Outro importante documento que pretende promover esse olhar mais sustentável
imprescindível aos projetos é o Manual de Obras Sustentáveis disponibilizado pelo Governo do
Estado de Minas Gerais.
No entanto, ainda há muito que se fazer para alcançar a sustentabilidade de uma obra
pública de modo mais efetivo. O objetivo da integração de critério ambientais contempla a
utilização da tecnologia em favor da sustentabilidade agregando valores na implementação,
execução, operacionalização e manutenção.

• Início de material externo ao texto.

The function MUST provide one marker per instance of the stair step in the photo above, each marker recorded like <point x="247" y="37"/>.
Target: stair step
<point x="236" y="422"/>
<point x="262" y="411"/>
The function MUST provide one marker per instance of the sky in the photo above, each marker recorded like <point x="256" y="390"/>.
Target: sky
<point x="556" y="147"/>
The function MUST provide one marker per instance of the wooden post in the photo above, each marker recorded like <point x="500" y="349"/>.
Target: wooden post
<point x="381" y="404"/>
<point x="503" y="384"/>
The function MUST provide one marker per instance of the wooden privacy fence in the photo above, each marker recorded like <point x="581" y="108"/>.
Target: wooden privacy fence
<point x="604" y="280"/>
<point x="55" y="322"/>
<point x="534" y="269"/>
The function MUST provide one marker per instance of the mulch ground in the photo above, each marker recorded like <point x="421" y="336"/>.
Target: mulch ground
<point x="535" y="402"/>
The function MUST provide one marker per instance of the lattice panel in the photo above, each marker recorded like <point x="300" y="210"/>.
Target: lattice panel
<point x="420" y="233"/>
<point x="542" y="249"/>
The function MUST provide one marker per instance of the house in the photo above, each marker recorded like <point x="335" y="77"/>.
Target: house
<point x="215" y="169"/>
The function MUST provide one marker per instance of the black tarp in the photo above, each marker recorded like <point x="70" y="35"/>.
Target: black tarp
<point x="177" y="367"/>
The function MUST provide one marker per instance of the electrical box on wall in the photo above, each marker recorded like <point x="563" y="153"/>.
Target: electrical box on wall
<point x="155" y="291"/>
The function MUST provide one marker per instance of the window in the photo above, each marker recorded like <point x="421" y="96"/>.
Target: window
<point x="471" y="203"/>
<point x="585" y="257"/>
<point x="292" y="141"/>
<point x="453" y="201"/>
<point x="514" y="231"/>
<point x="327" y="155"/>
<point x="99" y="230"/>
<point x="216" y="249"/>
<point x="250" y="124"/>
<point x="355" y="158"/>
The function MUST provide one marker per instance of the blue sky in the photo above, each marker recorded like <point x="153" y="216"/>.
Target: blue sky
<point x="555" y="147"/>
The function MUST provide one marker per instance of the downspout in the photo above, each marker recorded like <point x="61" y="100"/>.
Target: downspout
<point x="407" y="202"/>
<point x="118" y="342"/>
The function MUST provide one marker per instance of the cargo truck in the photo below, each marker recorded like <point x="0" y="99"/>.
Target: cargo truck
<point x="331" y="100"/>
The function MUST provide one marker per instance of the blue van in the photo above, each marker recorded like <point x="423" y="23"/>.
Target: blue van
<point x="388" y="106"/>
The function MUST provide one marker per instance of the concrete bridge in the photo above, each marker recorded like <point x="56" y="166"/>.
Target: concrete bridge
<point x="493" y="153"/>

Uma boa gestão de todos os aspectos de planejamento, construção e uso
podem reduzir dramaticamente o custo de uma edificação ao longo de sua
vida-útil, sem que necessariamente sejam necessários mais investimentos no
processo inicial de projeto e construção. Ademais, considerada a escala das
compras e contratações para obras públicas, o estado, através de projetistas e
executores, tem grande capacidade potencial de criar novos parâmetros de
mercado, tornando produtos e serviços sustentáveis cada vez mais
economicamente acessíveis. (MINAS GERAIS, 2008, p.10-11)
A gestão pública atual prioriza o menor preço. A obra pública sustentável porém, estimula
uma revisão do que seria o menor preço e menor custo considerando outros aspectos além do
econômico, como a vida útil e o ciclo de vida de materiais e serviços. Importante exemplo refere-se
à Política Nacional de Conservação e Uso Racional de Energia, Lei n° 10.295, de 17 de outubro de
2001 que, de acordo com seu artigo 1°, visa a alocação eficiente de recursos energéticos e a
preservação do meio ambiente.
A licitação sustentável no que se refere à obra pública, apenas de forma exemplificativa,
promove a necessidade que seus projetos assimilem políticas de eficiência energética, gestão
econômica da água e gestão de resíduos e garantem o cumprimento das exigências legais ambientais
dessas políticas já em vigor.
Em relação à aquisição direta e o emprego de produtos e subprodutos de madeira de origem
nativa, o objeto é parte da legislação especifica no país através de Decretos estaduais como, no
Estado de Minas Gerais, o Decreto n° 44.903, de 24 de setembro de 2008 e no Estado de São Paulo,
o Decreto n° 49.674, de 6 de junho de 2005, que estabelecem procedimentos de controle ambiental.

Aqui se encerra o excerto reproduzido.